Peralihan penggunaan dolar AS ke mata uang regional dipandang tidak terlepas dari kearifan banyak negara dalam melindungi perekonomiannya dari pengaruh luar, terutama terkait mata uang asing terkait kebijakan AS.
Misalnya, ketika Federal Reserve menaikkan suku bunga, negara-negara berkembang menghadapi tantangan yang semakin besar. Uang meninggalkan negara-negara ini dan utang menjadi lebih mahal untuk dioperasikan, sehingga menyebabkan tekanan ekonomi yang signifikan. Tekanan ini mendorong negara-negara untuk mencari alternatif selain sistem dolar dan menciptakan sistem mata uang mereka sendiri.

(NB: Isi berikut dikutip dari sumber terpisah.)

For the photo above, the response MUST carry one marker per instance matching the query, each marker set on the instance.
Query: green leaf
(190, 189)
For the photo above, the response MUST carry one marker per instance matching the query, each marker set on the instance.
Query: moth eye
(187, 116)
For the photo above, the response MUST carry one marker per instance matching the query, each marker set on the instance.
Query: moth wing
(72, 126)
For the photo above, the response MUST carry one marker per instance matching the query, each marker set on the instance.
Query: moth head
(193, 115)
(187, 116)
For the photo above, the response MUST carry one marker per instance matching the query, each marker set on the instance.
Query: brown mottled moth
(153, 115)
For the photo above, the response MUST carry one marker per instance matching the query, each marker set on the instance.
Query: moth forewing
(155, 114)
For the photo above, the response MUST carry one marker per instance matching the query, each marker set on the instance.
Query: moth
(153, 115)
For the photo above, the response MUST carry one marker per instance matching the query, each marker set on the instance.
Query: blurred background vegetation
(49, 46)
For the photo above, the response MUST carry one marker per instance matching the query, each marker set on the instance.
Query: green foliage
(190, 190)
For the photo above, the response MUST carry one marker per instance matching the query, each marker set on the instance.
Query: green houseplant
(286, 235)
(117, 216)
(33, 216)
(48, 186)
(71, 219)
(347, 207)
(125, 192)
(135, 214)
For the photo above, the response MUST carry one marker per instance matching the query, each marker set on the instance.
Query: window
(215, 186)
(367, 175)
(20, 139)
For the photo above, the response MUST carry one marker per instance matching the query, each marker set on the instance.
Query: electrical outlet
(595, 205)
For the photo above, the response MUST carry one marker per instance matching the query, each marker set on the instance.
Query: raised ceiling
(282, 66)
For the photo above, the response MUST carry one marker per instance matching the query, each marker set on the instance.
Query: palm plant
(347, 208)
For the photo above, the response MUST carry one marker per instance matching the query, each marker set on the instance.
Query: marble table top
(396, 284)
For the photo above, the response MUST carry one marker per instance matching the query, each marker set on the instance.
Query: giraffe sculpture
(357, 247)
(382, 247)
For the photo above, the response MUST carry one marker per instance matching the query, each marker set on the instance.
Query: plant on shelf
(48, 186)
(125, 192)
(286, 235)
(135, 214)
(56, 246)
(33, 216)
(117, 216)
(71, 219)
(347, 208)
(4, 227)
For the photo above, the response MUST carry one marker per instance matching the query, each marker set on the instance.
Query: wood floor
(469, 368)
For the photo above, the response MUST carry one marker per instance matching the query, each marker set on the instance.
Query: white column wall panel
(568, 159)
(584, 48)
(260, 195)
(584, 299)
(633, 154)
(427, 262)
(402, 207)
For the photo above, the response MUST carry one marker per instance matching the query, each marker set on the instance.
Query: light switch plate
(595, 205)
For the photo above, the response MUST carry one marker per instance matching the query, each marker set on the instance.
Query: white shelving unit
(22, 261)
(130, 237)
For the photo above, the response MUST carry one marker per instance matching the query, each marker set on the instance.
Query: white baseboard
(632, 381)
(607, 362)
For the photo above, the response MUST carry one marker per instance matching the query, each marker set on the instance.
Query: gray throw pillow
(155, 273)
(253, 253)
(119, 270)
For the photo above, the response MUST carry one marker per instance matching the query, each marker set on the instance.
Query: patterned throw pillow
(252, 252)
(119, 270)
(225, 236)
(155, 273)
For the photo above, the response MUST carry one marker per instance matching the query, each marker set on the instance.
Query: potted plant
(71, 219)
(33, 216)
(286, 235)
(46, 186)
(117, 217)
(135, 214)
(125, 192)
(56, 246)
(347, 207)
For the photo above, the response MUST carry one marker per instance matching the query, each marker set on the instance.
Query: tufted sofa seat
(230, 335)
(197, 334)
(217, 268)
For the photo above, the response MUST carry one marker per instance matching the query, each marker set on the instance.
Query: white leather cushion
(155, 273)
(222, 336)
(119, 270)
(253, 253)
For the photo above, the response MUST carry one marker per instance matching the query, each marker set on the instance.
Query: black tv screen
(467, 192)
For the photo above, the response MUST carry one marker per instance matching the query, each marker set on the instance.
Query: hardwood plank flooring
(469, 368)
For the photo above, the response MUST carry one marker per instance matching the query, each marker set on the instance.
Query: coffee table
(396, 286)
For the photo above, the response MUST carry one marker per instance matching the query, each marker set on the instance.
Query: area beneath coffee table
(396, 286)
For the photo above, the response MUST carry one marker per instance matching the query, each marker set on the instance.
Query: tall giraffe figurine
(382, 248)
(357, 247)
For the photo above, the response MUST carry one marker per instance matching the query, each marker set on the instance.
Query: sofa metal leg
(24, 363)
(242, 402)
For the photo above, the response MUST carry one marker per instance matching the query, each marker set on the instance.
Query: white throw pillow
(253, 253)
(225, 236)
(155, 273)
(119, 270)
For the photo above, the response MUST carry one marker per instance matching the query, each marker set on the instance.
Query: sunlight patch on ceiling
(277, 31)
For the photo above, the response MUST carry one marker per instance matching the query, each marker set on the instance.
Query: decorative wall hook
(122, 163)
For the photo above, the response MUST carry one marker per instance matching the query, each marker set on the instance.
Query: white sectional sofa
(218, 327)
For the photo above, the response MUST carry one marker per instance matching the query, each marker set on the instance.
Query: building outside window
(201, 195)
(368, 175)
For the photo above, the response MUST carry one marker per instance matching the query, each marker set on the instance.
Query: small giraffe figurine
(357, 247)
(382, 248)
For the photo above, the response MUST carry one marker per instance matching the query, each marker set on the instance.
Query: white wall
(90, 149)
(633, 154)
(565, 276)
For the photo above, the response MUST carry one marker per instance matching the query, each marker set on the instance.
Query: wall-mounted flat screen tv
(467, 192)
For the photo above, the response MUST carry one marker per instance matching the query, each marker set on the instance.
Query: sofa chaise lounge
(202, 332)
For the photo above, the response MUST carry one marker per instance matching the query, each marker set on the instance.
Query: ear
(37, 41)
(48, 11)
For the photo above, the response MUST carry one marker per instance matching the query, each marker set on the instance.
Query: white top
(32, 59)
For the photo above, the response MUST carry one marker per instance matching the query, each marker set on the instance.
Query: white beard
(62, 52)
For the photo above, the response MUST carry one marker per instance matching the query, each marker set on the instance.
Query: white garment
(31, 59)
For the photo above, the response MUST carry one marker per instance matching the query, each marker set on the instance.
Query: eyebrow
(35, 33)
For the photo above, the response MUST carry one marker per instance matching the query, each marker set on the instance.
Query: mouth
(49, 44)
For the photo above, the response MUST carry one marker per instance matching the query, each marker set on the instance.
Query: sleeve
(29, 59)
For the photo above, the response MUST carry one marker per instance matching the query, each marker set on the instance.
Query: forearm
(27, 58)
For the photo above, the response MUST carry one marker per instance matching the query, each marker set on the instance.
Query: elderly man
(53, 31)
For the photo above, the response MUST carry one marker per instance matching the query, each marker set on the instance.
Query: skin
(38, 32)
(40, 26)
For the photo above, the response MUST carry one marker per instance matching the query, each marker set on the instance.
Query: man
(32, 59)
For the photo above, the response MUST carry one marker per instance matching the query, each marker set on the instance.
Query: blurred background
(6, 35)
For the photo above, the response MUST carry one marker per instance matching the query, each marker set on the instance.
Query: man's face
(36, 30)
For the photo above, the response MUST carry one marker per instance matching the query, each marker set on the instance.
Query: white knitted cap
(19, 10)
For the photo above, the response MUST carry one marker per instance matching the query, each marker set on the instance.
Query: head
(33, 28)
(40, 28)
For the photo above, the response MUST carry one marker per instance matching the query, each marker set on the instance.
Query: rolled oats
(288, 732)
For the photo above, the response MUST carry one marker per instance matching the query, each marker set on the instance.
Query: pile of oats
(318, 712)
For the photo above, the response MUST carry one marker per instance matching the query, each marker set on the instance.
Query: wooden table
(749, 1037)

Misalnya, beberapa negara, seperti Belarus, menggunakan sistem SPFS Rusia sepenuhnya untuk transaksi lokal. Armenia meningkatkan pasar keuangan negaranya melalui bank dan jaringan keuangan CIS. Kedua negara tidak terlalu bergantung pada sistem keuangan barat dan memperkuat hubungan perbankan regional melalui solusi pembayaran baru dan sistem pesan terintegrasi.
Meskipun proses de-dolarisasi secara bertahap membaik, peran dolar AS sebagai mata uang utama dalam sistem perdagangan dunia masih lemah. Faktanya, data terbaru dari sistem pembayaran SWIFT menunjukkan pembayaran bisnis dalam dolar AS naik 9%.
Sementara itu, mata uang nasional Tiongkok, renminbi, meningkatkan tingkat penggunaannya dari 2% pada tahun 2023 menjadi 5% pada tahun 2024. Namun, peran renminbi masih jauh dari mampu menggantikan dolar AS di pasar pembayaran di seluruh dunia mencapai 49% pada tahun 2024.